While the D.C. Circuit has approved the Obama Board's broad interpretation of joint employment under the National Labor Relations Act, it remains to be seen whether today's NLRB will adopt such a position.
As Ogletree Deakins attorneys pointed out in a blog post for the firm, the court left several questions unanswered, most notably whether the ruling means that NLRB now lacks the authority to finalize its proposed rule.
Randolph noted as much in a footnote as well: "If the challenge to the final Board rule here were brought in a district court in another circuit, that district court would have no obligation to follow the majority opinion in this case. For this reason the Board, in its rulemaking, may decide to treat the majority's opinion as having no binding effect on the Board."

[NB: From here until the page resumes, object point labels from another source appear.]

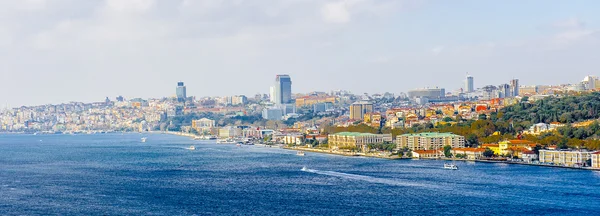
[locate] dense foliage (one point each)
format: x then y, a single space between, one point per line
567 109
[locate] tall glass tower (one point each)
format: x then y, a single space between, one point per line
282 91
180 92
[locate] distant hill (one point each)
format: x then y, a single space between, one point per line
567 109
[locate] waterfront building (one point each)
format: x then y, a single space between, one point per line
322 107
430 93
282 90
180 91
294 139
571 158
353 140
471 153
596 159
494 147
429 141
230 132
203 125
469 84
358 109
515 147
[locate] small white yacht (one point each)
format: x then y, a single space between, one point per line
450 166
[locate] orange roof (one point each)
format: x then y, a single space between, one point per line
470 149
518 149
425 151
520 141
490 145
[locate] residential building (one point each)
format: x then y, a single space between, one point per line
430 93
358 109
469 84
514 87
470 153
308 101
429 141
282 90
181 92
427 153
203 125
272 113
596 159
515 147
565 157
322 107
494 147
353 140
372 119
239 100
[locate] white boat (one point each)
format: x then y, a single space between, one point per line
450 166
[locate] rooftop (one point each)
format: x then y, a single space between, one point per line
431 134
354 134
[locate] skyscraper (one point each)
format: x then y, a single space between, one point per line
180 92
282 91
469 84
514 87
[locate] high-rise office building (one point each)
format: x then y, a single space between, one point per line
281 92
469 84
358 109
514 87
180 92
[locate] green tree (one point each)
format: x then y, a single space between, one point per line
447 151
488 153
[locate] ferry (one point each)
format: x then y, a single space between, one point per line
450 166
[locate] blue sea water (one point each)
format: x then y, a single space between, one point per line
115 174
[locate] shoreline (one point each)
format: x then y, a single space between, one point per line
321 151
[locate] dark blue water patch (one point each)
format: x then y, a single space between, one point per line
114 174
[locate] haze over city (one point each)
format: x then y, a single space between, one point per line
71 50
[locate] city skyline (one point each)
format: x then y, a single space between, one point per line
60 51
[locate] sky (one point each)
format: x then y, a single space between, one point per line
56 51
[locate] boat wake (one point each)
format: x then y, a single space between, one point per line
365 178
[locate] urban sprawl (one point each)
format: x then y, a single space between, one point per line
539 125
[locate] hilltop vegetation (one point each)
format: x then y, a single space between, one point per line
567 109
512 120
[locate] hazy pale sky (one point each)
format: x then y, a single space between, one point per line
54 51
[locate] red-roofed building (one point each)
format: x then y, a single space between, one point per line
471 153
427 154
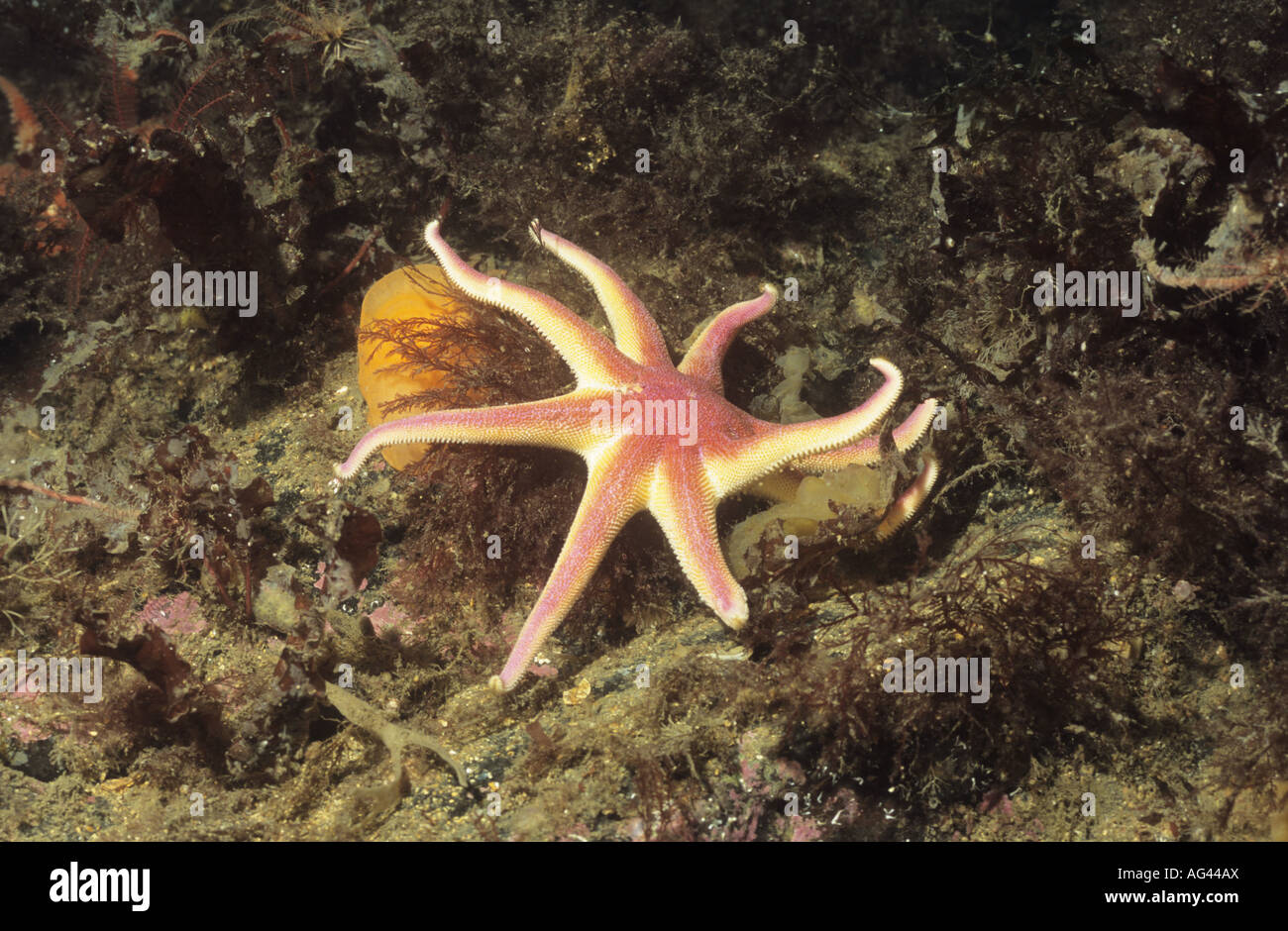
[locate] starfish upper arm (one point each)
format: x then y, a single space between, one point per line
589 353
563 423
781 445
634 329
704 356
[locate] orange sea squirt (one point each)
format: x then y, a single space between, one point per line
411 303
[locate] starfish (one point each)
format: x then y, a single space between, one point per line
655 436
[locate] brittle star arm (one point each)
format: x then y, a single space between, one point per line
591 356
634 329
704 356
612 497
563 423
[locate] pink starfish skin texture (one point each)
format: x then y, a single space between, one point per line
655 436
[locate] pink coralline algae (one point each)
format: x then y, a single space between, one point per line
175 614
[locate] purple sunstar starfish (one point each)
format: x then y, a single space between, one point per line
655 436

The agency proposed new joint employment regulations in September after other unsuccessful attempts to create a more employer-friendly standard. NLRB has proposed that an employer may be considered a joint employer of a separate company's employees only if the two share or codetermine the employees' essential terms and conditions of employment. A joint employer would possess and exercise substantial direct and immediate control over the employees' essential terms and conditions of employment in a manner that is not limited and routine. The comment period closes Jan. 14 and the Board has not yet said when it will issue final rules.
The court's decision does little more than guarantee that the joint employment saga will continue for years to come, according to the Ogletree attorneys; "The court majority merely provided arguments for future challenges to any rule the Board is likely to adopt."
Correction: An earlier version of this article included an incorrect closing date for the joint employment NPRM. HR Dive regrets the error.